In a consumer marketplace that embraces fast food, fast casual, upscale casual, corporate-run chains and menus that brag—as one particular Factory does—more than 200 items, Arthur’s Restaurant is a cultural anomaly. Flying in the face of all trends and market research, it remains committed to formality, a measured pace, impeccable service, tableside preparation (a true rarity) and a conservatively defined menu.
Servers—all male on the evening my party visited—are attired in tuxedos, tables garbed in thick cotton linens, food served on fine china and eaten with weighty silver cutlery. Women are treated as ladies, men as gentlemen, and I would imagine that children, once past the gates of propriety, would be expected to display their very best cotillion manners.

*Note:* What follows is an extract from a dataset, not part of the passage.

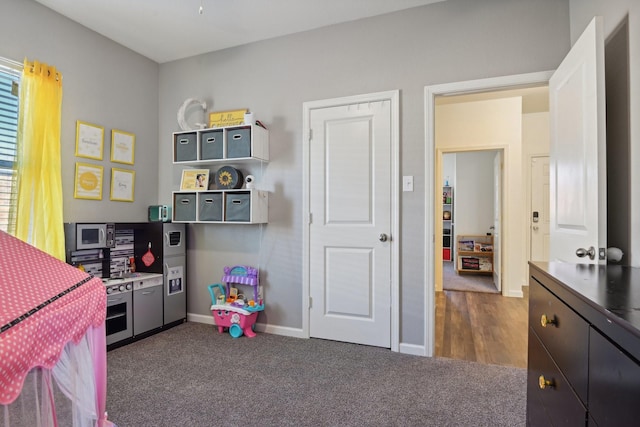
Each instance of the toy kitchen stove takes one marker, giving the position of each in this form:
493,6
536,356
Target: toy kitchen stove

It is no wonder that, over the 26 years its doors have been open in Nashville, Arthur’s has expertly lent itself as a staging ground for countless celebrations and special occasions. Servers efficiently guide diners through the seven-course menu, posing just one decision: rack of lamb, filet, fish, poultry or game as your main course? The other six courses are determined either by the chef or by tradition—dessert is always Bananas Foster, prepared and set aflame tableside, as is the grand finale, Café Diablo.
It is this concept—predictable in execution, but offering some variety through seven courses—that appeals to many diners. Large parties enjoying a rehearsal dinner or masters of the universe striking a deal don’t want to waste time pondering a dozen different choices, nor do they have to nitpick over the check: everybody is charged the same price. Head-over-heels lovers barely have to break their canoodling; the service at Arthur’s is so subdued you won’t notice one plate being exchanged for the other as you gaze into one another’s eyes.
It is the foodie and the culinary adventurer who will have issues with Arthur’s. When I dine out, the rule of thumb is variety: no one at the table is allowed to order the same thing, and everyone is expected to pass their plate and share. So while everything we ate at Arthur’s was good and well-prepared—the wild mushroom soup in particular—it’s not the type of dining experience I would choose when I go out. When all was said and done, I was fed, but my palate was not satisfied.
Arthur’s Restaurant deserves all due respect for being one of a pioneering group of restaurants that came of age a generation ago, and for its consistency over 26 years of refined hospitality. Nashville’s newly diverse dining profile continues to evolve at a dramatic rate, as if making up for lost time. With just under two months left in its corner of Union Station, time is running out for Arthur’s as we know it. Time will tell if it will rise again.